In case you haven't heard the news, there's a new search engine in town, and they are gunning for Google. It's called Cuil (http://www.cuil.com), and the company claims to "search more pages on the Web than anyone else—three times as many as Google and ten times as many as Microsoft." More about Cuil straight from the horse's mouth ("About" section):
Rather than rely on superficial popularity metrics, Cuil searches for and ranks pages based on their content and relevance. When we find a page with your keywords, we stay on that page and analyze the rest of its content, its concepts, their inter-relationships and the page’s coherency.
Then we offer you helpful choices and suggestions until you find the page you want and that you know is out there. We believe that analyzing the Web rather than our users is a more useful approach, so we don’t collect data about you and your habits, lest we are tempted to peek. With Cuil, your search history is always private.
Others have tried, unsuccessfully, to challenge Google's dominance in the search arena. Is bigger always better? Cuil will certainly return more results from more sources, but the question and primary concern as a searcher remains, will they be relevant? Make no mistake. relevance will always be THE key. I spent ten minutues searching for Whitney Houston's latest leaked single, and I can't tell you how frusterating it is to have to weed through pages of reviews of her "new" track, from 2003.
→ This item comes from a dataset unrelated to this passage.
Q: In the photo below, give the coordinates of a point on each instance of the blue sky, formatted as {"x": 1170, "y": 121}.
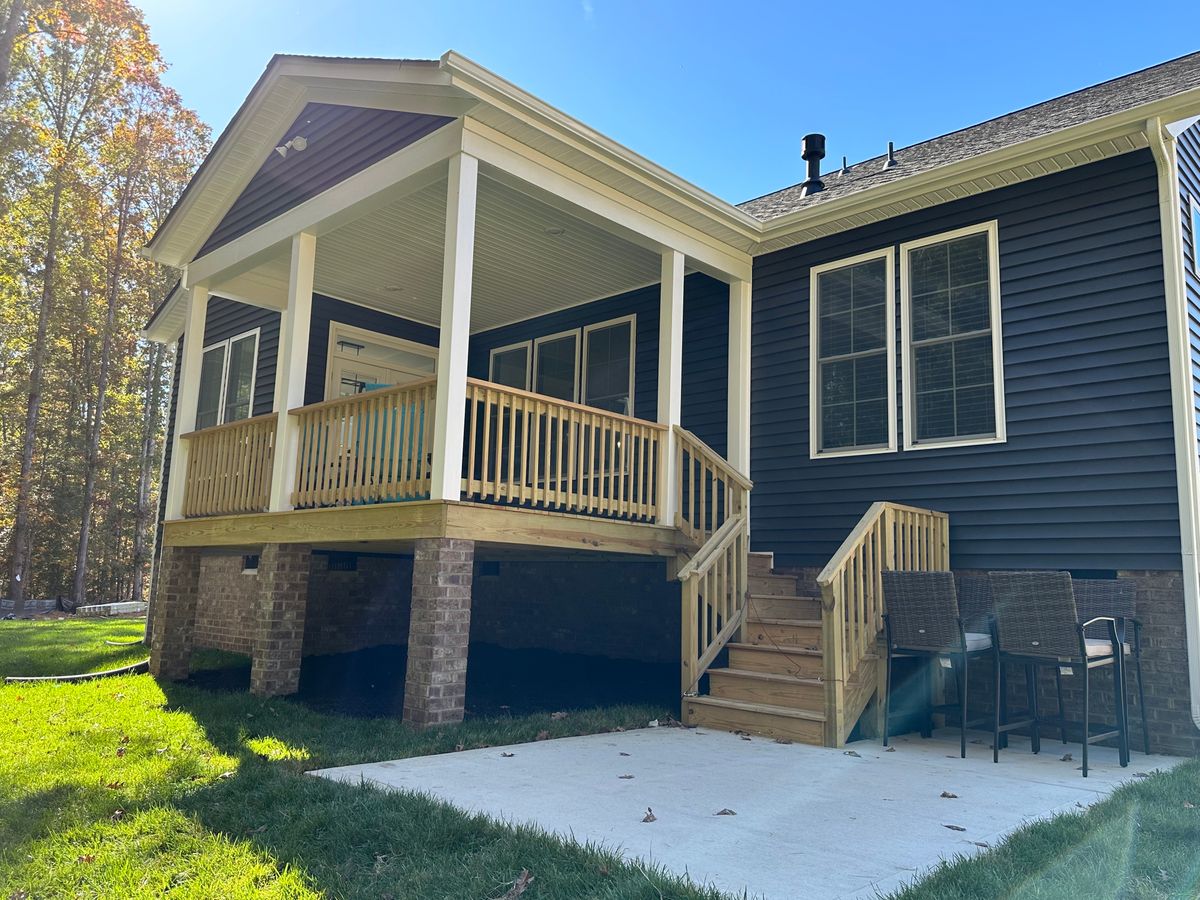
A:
{"x": 719, "y": 93}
Google may be THE current undisputed search leader, but the company that remains there will ultimately be the one that adapts to the ways in which people will come to utilize search in the future. The key to success is evolving with your user or customer. At the very least, companies like Cuil keep Google on their toes (as well as keeping Google's research and development department's budget inflated). At best, they provide us with a more pleasurable search experience and a reminder that like tennis great Roger Federer, nothing or no one is infallible.